Still shaken by the darkness that had nearly taken her and all thought of politeness burned away by what she saw in Virna's face, Damaris demanded, "Why do you hate me? I’ve done nothing to you, ever."
"Done to me?" Virna's voice was so gentle she might have been speaking to a well-loved child, but on her face the scorn slipped into loathing. "You haven't done anything to me. You’re too much a fool to be able to do anything to me."
"Then how can you hate me?" Damaris's voice scaled up with disbelief. "When I haven't done anything to you? When I don't mean to do anything?"
Virna came a step toward her, with so much threat in that single step that even though there were still ten feet and the garden gate between them, Damaris had to force herself to hold where she was, to not to step back and be that much farther away from her as Virna said, her voice low, heavy with venom, "Done? Do? What do the hills do? What do the stones do? Or the sky? They don’t do. They simply are, and because they are, things are as they are. You exist. You are. That's enough."
Her throat tight not with the unnatural choking of before but with plain fear, Damaris whispered, "You did something to Fansome that day. You..." Tried to kill me, she wanted to say but her mind refused it. Even with Virna's hatred a dark sheen in the air between them, she would not believe it.
But softly and smiling, Virna answered her thought. "I did. Oh, yes, I did. But there's no way to prove it." She came closer, this time by a half dozen steps, her eyes fixed on Damaris'. Near enough now to be heard hardly above a whisper, she said very softly, "And there's this, too, for you to think on. Your mother fled from Thornoak when she was much your age. She ran away because she was frightened. As you're frightened. And when she came back, she died. And your father died. And you were kept. Haven't you ever wondered why? Are you so stupid you haven't ever wondered why she ran away and why she died? Why they both died and you were kept?"
"You..." Damaris managed to say, accusing.
"No, not my doing." Virna was very near now, her voice still soft, her eyes narrow and lightless in their hating. "That would too easy an answer. Go to the Lady Stone tonight at moonrise. There's where your answer will be. All the answer you'll ever want to have."
Forcing herself to stay where she was, Damaris said, "The Lady Stone?"
"The Lady Stone. At moonrise. They'll be there then, with all the secrets that they've kept from you. You'll see how many lies you've lived with because you were too stupid to wonder anything. If you dare to go. If you don't choose to run away instead. The way your mother ran. For all the good it did her." She paused, staring into Damaris' eyes. Then, as if satisfied with what she saw there, she smiled a smile as lightless as her eyes and with deliberate insolence turned her back and walked away.

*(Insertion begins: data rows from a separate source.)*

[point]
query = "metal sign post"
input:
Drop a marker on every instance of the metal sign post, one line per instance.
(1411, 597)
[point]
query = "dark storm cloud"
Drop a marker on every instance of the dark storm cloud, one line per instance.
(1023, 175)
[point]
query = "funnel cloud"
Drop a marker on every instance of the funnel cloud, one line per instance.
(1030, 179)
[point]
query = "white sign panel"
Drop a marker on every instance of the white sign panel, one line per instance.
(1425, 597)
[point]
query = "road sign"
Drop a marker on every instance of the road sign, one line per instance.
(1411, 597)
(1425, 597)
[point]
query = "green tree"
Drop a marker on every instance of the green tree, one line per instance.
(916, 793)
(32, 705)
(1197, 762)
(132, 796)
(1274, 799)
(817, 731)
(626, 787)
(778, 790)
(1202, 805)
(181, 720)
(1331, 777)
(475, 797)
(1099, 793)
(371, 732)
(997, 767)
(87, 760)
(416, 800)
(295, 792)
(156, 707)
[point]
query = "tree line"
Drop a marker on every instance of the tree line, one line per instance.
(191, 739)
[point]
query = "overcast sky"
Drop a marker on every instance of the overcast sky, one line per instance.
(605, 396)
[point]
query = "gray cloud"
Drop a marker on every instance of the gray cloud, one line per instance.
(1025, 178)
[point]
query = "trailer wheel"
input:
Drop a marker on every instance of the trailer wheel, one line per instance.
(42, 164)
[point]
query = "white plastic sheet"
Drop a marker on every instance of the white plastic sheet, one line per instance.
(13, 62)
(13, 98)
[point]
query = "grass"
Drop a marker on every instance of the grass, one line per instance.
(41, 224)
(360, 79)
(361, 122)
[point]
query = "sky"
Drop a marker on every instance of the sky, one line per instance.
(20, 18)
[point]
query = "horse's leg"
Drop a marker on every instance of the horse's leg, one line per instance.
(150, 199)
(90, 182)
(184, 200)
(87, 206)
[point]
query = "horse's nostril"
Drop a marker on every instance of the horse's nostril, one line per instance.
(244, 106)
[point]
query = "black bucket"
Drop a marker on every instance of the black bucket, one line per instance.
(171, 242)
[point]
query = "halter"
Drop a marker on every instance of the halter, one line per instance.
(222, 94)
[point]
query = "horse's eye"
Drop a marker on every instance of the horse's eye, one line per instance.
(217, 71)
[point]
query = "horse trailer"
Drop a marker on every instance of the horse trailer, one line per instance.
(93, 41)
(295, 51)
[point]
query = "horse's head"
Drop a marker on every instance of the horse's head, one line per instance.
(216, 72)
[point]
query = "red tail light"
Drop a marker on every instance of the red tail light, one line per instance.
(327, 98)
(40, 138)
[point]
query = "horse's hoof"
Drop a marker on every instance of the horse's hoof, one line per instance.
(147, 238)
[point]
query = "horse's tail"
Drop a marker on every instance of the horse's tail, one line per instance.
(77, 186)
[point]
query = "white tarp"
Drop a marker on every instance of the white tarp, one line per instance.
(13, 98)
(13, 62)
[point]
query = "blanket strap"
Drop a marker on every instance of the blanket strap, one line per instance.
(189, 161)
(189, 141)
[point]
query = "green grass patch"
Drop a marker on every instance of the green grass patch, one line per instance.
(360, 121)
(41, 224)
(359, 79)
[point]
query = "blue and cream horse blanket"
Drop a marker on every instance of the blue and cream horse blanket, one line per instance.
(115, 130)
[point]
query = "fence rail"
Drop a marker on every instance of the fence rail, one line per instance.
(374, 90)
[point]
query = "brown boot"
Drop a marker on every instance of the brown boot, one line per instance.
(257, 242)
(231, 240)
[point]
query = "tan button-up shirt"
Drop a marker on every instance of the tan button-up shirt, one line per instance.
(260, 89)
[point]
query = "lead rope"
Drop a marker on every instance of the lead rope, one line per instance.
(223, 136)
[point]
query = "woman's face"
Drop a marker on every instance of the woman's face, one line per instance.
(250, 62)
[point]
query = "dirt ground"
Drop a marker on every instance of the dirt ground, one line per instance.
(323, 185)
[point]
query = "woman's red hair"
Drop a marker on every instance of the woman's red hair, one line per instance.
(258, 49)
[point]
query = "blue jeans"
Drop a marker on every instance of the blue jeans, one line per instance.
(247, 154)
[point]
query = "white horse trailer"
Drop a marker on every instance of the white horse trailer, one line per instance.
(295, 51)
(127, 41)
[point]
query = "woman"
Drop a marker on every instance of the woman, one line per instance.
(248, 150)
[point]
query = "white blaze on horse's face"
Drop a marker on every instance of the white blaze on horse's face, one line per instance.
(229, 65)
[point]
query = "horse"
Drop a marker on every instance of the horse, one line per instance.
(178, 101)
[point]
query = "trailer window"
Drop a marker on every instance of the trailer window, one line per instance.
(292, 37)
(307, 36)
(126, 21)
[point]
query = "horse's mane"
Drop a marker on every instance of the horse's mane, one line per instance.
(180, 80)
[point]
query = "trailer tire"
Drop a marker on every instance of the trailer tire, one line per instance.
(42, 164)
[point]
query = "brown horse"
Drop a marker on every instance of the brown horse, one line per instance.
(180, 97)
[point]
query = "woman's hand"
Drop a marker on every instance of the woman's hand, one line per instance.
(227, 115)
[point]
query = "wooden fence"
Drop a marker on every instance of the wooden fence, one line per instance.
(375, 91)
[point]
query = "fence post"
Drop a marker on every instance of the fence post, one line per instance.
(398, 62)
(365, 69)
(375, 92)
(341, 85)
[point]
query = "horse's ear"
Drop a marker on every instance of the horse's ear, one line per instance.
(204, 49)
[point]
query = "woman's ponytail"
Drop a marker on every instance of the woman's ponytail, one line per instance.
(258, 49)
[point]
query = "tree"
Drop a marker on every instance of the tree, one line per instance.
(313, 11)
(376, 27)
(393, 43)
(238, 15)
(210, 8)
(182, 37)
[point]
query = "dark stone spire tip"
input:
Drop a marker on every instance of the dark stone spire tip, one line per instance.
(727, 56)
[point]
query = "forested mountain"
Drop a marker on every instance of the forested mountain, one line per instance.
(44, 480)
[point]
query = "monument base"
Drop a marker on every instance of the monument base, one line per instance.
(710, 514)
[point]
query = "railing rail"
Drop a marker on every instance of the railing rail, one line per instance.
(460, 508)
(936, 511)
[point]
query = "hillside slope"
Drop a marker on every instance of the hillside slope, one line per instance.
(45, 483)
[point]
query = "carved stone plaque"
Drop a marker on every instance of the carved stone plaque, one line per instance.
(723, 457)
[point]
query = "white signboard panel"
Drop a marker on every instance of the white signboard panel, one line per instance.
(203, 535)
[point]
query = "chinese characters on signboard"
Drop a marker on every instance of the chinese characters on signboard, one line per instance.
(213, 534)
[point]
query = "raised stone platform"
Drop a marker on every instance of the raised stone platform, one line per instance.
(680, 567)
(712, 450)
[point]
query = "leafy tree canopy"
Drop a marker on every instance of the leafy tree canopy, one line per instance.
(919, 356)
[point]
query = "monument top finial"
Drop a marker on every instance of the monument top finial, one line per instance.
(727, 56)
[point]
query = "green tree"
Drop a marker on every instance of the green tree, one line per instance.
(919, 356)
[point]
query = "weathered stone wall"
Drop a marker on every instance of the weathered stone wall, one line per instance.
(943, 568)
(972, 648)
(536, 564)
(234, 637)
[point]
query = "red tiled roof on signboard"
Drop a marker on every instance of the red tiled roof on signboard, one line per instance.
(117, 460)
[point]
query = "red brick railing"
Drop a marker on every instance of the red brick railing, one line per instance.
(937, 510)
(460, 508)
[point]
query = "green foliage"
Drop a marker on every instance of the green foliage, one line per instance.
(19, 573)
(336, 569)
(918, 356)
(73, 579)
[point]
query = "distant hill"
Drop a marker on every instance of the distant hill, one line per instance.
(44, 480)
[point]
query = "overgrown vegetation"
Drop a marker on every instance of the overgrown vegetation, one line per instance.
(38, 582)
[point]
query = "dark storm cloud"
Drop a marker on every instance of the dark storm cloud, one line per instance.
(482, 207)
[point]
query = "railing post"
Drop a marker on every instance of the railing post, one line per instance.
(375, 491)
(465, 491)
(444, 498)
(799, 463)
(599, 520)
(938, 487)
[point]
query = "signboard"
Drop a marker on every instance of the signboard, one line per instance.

She was gone inside, with the door shut behind her, before Damaris was able to move, at first only a single backward step from the gate, like slowly dragging herself out of deep mud, then another step and another until finally she was able to turn and walk unsteadily away.
Feeling unclean from Virna’s words and Virna’s hatred, her instinct was to find somewhere to hide, to be alone – not touched or talked to – until she had found a way to cleanse everything Virna had said out of her mind.
Or until she had time to understand it.
But... understand what?
She did not know. She could not think clearly. She had pushed her strength too far, had hoped to be back to Thornoak before she was missed, but suddenly could go no further. She had reached the field wall, but her legs refused to hold her up any longer, and she sank down among buttercups on the path's grassy verge in the shade of the wall and leaned back against the wall's stones. She drew her legs up, wrapped her arms around her knees, and waited for her body’s trembling to stop. A trembling that had little to do with her tiredness but much to do with fear.